信養寺に着き、綺麗にお掃除されている絨毯を踏みしめ多目的ホールの二階へと進むと、そこは一転お茶席となっておりました。


正面舞台には中村友美様がお点前をされ、手前に野点の朱傘が飾られ「無有懈倦」(法華経提婆達多品第十二の一説)中村茂様奉納の書、お花は秋明菊が飾られ、社中の皆様によるお茶の振る舞いが行われ、私たちもおすすめを頂き席に着きます。お菓子は紅葉金団、運ばれた薄茶は織部茶碗にたっぷりと点てられていて、大変美味しく頂戴いたしました。

そして「御会式繰り弁にみる日蓮大聖人一代記身延から池上入滅迄」と書いてあるパンフレットをいただき三階の本堂へと向かいます。
ご宝前には、三笠蓬莱先生作のしだれ桜を始め、生花、果物、紅白のお供え等が飾られていて、御会式の雰囲気がかもし出されていました。堂内では中村正弓様が太鼓の前に座られ奉仕され、唱題行が行われておりました。

午前11時より信養寺住職小林栄量上人ご導師のもと、矢田堀上人、高野光誠上人式衆にて日蓮大聖人第731遠忌報恩御会式が厳かに開式となりました。

道場偈、三宝礼、切散華と進み、花皿より五色の散華がひらひらと撒かれ、読経へと進む中、静かに中村宗和様がお濃茶を天目台に乗せて進まれ、高野上人に取り次いで住職の手で献茶され、式衆の両上人が銅鑼と鈸を打ち鳴らされ、しばし鳴動する。読経が続き報恩塔婆読み上げられ式も終わりへと近づく。

御会式終了後、信養寺前の集会所へと移り、稲葉隆一総代の先導のもと、皆合掌し、お題目を三唱し、ご用意いただいたお弁当を楽しく語らい乍ら美味しくいただく。食事を済まし再び本堂に戻る。

一時になり、住職から伊丹上人のご紹介と、ご法話を頂くことになった次第をご紹介と御挨拶がありました。

伊丹瑞栄上人は、大阪「雲雷寺」の住職をされ、日蓮宗専任布教師、聲明師、一級霊断師、全国日蓮宗青年会元委員長であり、そもそものご縁は、大学が一緒だったこと、その時、今日式衆を務めて下さる高野光誠上人のお父上の高野光祥上人ともご一緒で、それ以来三人は40年近くの親友であること、その高野光祥上人が、昨年9月にご遷下され、本当に驚いたこと、今年の9月には伊丹上人と共に佐世保の高野上人ご自坊に行かれ菩提を祈らせて頂いたこと、心残りであったであろう息子さんの光誠上人が今年荒行堂初行として入行なさるので無事成満を皆でお祈りしましょう。そして高野光祥上人が信養寺の御会式にずっと来て、ご法話頂けるという事になっていたのが、叶わなくなってしまったので親友である伊丹瑞栄上人が引き継いで下さったこと等をご紹介下さいました。

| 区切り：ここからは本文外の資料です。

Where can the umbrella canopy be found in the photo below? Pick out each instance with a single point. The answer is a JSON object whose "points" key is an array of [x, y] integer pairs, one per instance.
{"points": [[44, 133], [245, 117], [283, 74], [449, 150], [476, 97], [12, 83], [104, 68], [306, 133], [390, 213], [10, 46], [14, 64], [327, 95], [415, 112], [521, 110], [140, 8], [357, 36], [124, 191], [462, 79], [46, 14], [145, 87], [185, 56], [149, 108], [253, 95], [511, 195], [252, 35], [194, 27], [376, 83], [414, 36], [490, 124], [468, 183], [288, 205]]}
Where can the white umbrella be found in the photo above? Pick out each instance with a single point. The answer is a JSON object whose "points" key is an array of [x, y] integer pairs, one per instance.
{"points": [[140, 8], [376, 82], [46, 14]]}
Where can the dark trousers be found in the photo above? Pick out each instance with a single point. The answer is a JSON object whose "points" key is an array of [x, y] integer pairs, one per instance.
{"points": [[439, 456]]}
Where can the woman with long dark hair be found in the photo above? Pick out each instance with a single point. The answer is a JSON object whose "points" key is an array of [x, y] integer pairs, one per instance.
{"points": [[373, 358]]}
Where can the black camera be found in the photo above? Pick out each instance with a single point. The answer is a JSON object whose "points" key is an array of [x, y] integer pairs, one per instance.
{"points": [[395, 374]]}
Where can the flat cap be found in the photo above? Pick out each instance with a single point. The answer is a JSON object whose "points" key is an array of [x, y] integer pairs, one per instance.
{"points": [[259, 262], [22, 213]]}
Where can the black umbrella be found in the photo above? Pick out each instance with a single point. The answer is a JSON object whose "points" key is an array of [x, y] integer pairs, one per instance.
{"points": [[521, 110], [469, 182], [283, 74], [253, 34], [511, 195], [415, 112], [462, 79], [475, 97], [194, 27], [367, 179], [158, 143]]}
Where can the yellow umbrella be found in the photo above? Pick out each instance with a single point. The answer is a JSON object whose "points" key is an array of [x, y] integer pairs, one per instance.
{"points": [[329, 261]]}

演台に立たれた伊丹上人は、信養寺さんとは、この所ご無沙汰致しておりましたが、ご紹介の通りで、お父様は小林文榮上人、お母様は豊子様で、東京におりました時には、大変お世話になりました。お姉様方にも良くして頂きました。

色々なことがありましたが、先程法要の中で欲令衆というお経が心に残りました。

欲令衆を聞いていて、私がまだ若かった頃、信養寺様ご一行の皆様とご一緒に七面山参拝に行った時の事を思い出しました。七面山を登っていくと、途中に水子地蔵様がお祀りしてある所や無縁様をお祀りしてある所があるのですが、そこでは特に小林文榮上人のもと沢山のお経をあげていただいたのを思い出します。と仰言って当時を思い出しているのかしばし無言になられた。聞いている私達も当時を思い出し、思わず涙がこぼれそうになりました。

先程小林上人からもお話しがありましたが、私も高野上人と仲が良く、昨年ご遷化された時は本当に驚きました。

お坊さんが亡くなると、遷化(せんげ)されたと言います。遷という字はよそに移るという意味を持ち、教化の場所を移す、化は教育化導(良いように相手を導く教えの場を終わって他の場所に移って行く)「遷化」とは、この世の教化を終えて他国土の教化に遷移する。高野上人も霊山において我々を見守っている事と思います。

今年から毎年法話をして下さることになりました伊丹上人の、時にユーモアを交え仏教の始まりから丁寧にお話し下さいました。
約一時間のご法話、皆一様に感激をし、檀信徒の皆様からも、今から待ち遠しいと口々に申されておりました。
来年は、日蓮大聖人の出現からのお話となってくるそうです。

伊丹上人有難うございました。

こうして、信養寺の日蓮大聖人報恩御会式が閉じられました。